In regulation 53 (fees in connection with the registration of devices and changes to registration details) —
(a) the existing text becomes paragraph (1);
(b) in that paragraph, for “£261” substitute “£300” ;
(c) after that paragraph, insert—
(2) Any person who has a registration in accordance with regulation 7A, 19, 21A, 33A or 44 shall, in respect of the maintenance of that registration by the Secretary of State, pay to the Secretary of State an annual fee of £300 for each device registered and that fee—
(a) shall be payable for each fee period during which the registration is maintained, starting with the fee period immediately following that in which the person paid the fee for the device registration in accordance with paragraph (1); and
(b) shall be due on the first day of each fee period in relation to which a fee is payable.
(3) Where a person is liable to pay a fee under this regulation in respect of a device, no fee is payable under this regulation for an additional device which has the same registration category (whether registered simultaneously or subsequently, and whether the additional device also has other registration categories or not).

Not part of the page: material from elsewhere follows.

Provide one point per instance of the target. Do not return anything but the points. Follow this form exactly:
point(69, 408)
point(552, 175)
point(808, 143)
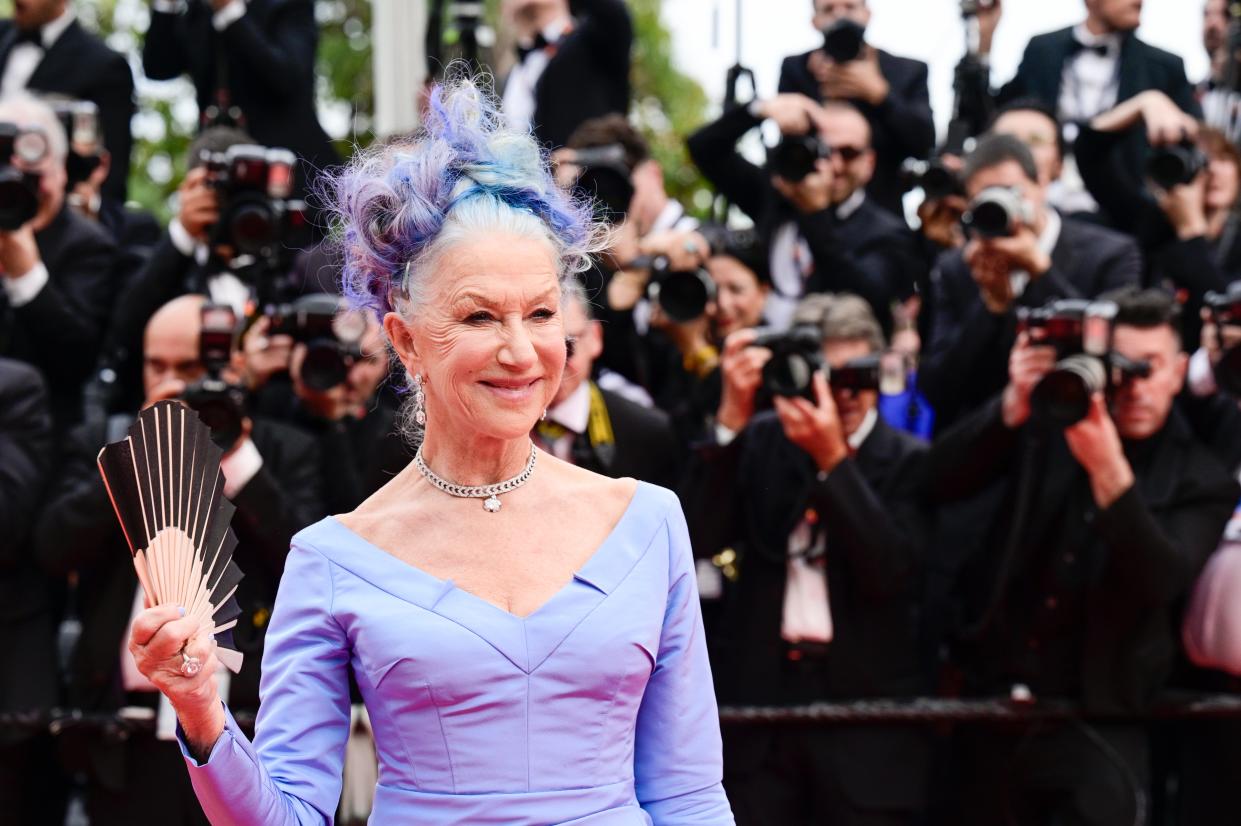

(4) Where a person supplies information referred to in paragraph (1) after the first day of a fee period, then the amount of the fee due in accordance with paragraph (1) shall be adjusted, pro rata, starting with the day on which the information is supplied, in accordance with the remaining number of days in the fee period.
(5) A person may not place a device on the market unless they have paid all fees for which they are liable under this regulation, whether or not those fees relate to that device.
(6) Where a person has registered a device under this regulation prior to 1st April 2026, the first fee period for which a fee is payable under paragraph (2) begins on 1st April 2026 and ends on 31st March 2027.
(7) In this regulation—
“ fee period ” means the period beginning with 1st April in any year and ending with 31st March in the following year;
“ Global Medical Device Nomenclature ” means the standard for the naming and categorisation of medical devices as maintained by the GMDN Agency, a company with registered company number 05392271, or any successor to that company;
“ maintenance ”, in relation to a registration, includes—
holding information supplied in relation to a registration;
regulatory oversight by the Secretary of State;
monitoring, identification, and addressing of safety issues by the Secretary of State in relation to the device registered.
“ registration category ” means, in accordance with the Global Medical Device Nomenclature as at the first day of the relevant fee period—
a Level 2 Category; or
where there is no applicable category under sub-paragraph (a), a Level 1 Category.